Core CPI (excludes "volatile" food and energy prices) for September was higher again and August revised up.
And Sept. PCE (Fed's preferred inflation measure) core and headline was up again, and also has been rising, which is why T-bonds yields are rising, despite further weakness in the economy - (Sept. Chicago PMI plunged to 41.6 from already low 46.6, expected 47.5) and retail inventories have increased while wholesalers and distributors are reduced, i.e., slowing sale-through. September personal spending (0.5% vs exp. 0.4%) continues to outpace personal income (0.3% vs exp. 0.4%), with consumer debt, not even counting BNPL, increasing (meaning more people are having hard time making ends meet) and more of upper and middle class consumers are "trading down" - i.e., are on downward "hedonic adaptation/treadmill." ***
The U.S. economy is the envy of the world. We've come out of the pandemic in better shape than any developed country in the world./i>
Almost always is, in "good" and "bad" times, regardless of US president - has to do with the US more resilient, entrepreneurial and technologically empowered productive private sector (while productivity has actually declined recently in both US and, even more so, in EU-10) and being comparatively "undertaxed" (if you don't count state and local income and sales taxes) than other "developed" / European / EU-10 economies.
ecipe.org - For decades, the EU's productivity growth has consistently lagged the US
BTW, our stock market is up 51% compared to the 44% Trump loved to brag about. Our unemployment rate is much less than Europe's. Thank you President Biden.

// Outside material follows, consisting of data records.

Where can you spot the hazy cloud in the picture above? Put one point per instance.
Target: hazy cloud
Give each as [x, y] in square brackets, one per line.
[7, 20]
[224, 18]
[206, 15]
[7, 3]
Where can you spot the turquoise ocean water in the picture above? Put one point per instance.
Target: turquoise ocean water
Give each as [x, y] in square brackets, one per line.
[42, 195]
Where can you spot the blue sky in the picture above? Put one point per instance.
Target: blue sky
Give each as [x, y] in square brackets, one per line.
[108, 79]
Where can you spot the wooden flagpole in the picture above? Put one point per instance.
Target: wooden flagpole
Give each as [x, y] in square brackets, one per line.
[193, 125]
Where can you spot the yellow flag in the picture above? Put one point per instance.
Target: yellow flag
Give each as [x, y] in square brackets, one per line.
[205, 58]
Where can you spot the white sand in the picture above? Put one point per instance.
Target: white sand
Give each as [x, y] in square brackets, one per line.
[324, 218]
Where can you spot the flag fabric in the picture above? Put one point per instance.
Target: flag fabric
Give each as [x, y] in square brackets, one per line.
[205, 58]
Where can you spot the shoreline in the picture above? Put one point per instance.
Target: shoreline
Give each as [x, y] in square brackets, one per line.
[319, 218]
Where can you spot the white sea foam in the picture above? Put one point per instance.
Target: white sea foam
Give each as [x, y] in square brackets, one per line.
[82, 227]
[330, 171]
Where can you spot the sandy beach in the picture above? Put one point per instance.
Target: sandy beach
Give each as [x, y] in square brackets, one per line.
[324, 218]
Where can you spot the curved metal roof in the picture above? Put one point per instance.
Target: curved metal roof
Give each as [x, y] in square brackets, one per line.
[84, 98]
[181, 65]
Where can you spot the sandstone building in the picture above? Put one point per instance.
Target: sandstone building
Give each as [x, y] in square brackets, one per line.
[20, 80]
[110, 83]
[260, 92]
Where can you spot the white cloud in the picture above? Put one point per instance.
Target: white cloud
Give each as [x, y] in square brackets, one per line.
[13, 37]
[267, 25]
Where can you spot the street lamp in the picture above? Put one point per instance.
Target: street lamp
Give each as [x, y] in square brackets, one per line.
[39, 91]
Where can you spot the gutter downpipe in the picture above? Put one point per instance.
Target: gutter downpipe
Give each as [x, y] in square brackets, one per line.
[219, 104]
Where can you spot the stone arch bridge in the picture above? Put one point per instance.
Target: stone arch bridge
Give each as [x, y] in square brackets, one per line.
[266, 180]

US Presidents have very little influence on the stock market.
BTW, outside of Trillions of dollars in deficit spending ($1.9T in fiscal 2024 alone) and consequent inflation, what did President Biden (and Trump before him, not to mention Congress critters) do to "generate" this kind of return?

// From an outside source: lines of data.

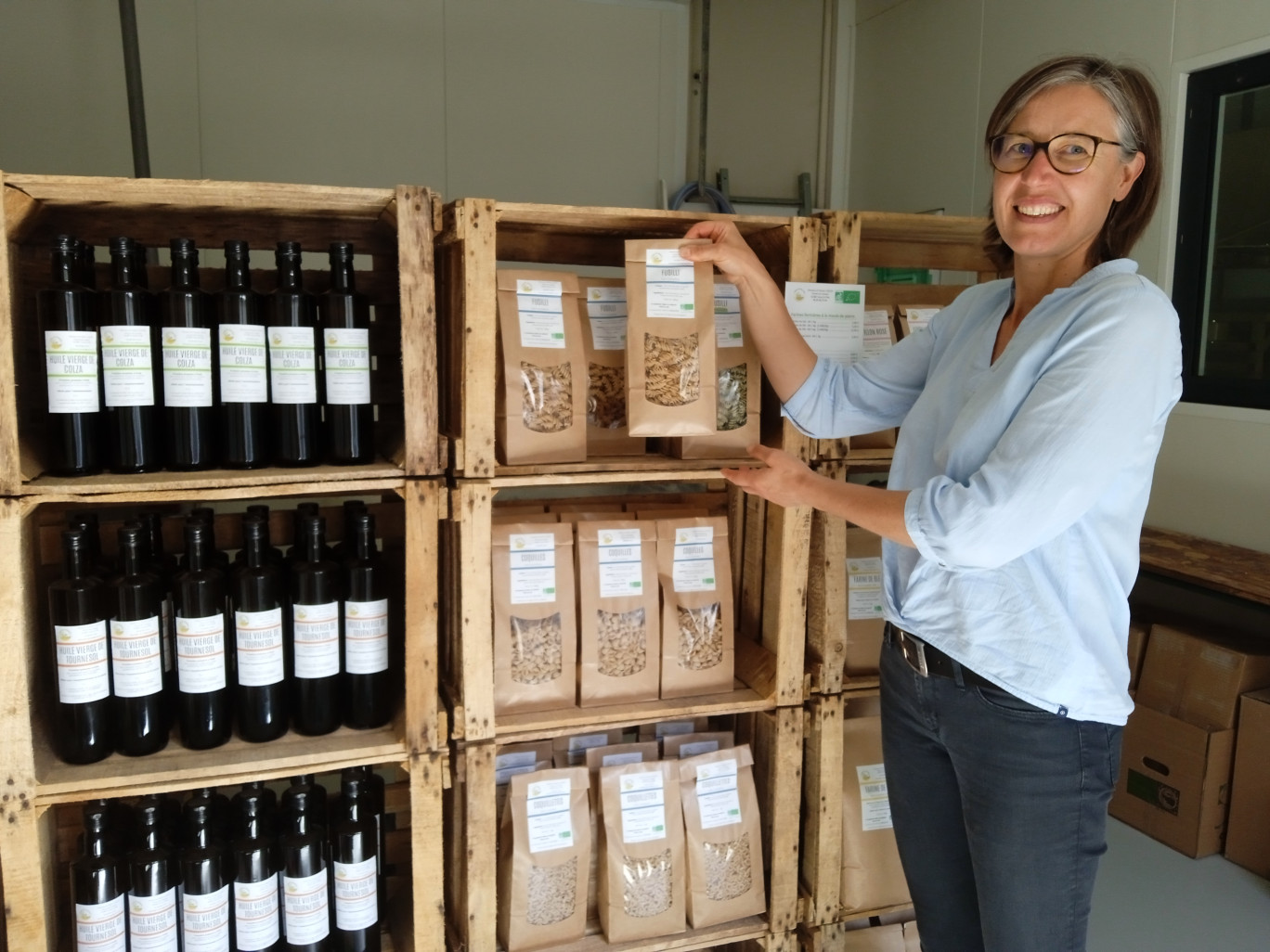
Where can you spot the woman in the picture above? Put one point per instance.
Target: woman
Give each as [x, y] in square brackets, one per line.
[1032, 410]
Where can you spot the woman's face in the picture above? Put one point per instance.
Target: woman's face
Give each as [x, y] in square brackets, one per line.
[1051, 220]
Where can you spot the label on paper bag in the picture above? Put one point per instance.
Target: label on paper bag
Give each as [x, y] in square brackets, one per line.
[70, 368]
[874, 803]
[693, 569]
[532, 569]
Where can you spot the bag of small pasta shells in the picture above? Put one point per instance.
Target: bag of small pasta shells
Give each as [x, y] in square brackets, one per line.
[670, 376]
[535, 632]
[739, 377]
[603, 341]
[541, 407]
[641, 871]
[723, 837]
[544, 859]
[617, 612]
[693, 570]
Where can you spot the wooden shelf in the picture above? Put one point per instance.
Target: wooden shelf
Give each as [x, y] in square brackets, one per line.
[1232, 570]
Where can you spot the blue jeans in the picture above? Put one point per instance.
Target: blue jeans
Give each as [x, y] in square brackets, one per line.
[1000, 811]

Or is this just an "AI-mania Bubble" that started when OpenAI introduced ChatGPT in November 2022, after the "Everything Bubble" (from COVID "stimulus" spending and Fed's QE) deflated back to below 2020 level?
"Magnificent Seven" are all involved or invested in "AI" and are currently valued at 33% of "cap-weighted" S&P 500 - that's about what the ratio of XLF (financial sector) to SPX cap was before GFC and 2007-2008 meltdown - that should be a reason to be concerned, not attribute to some "magical" presidential powers.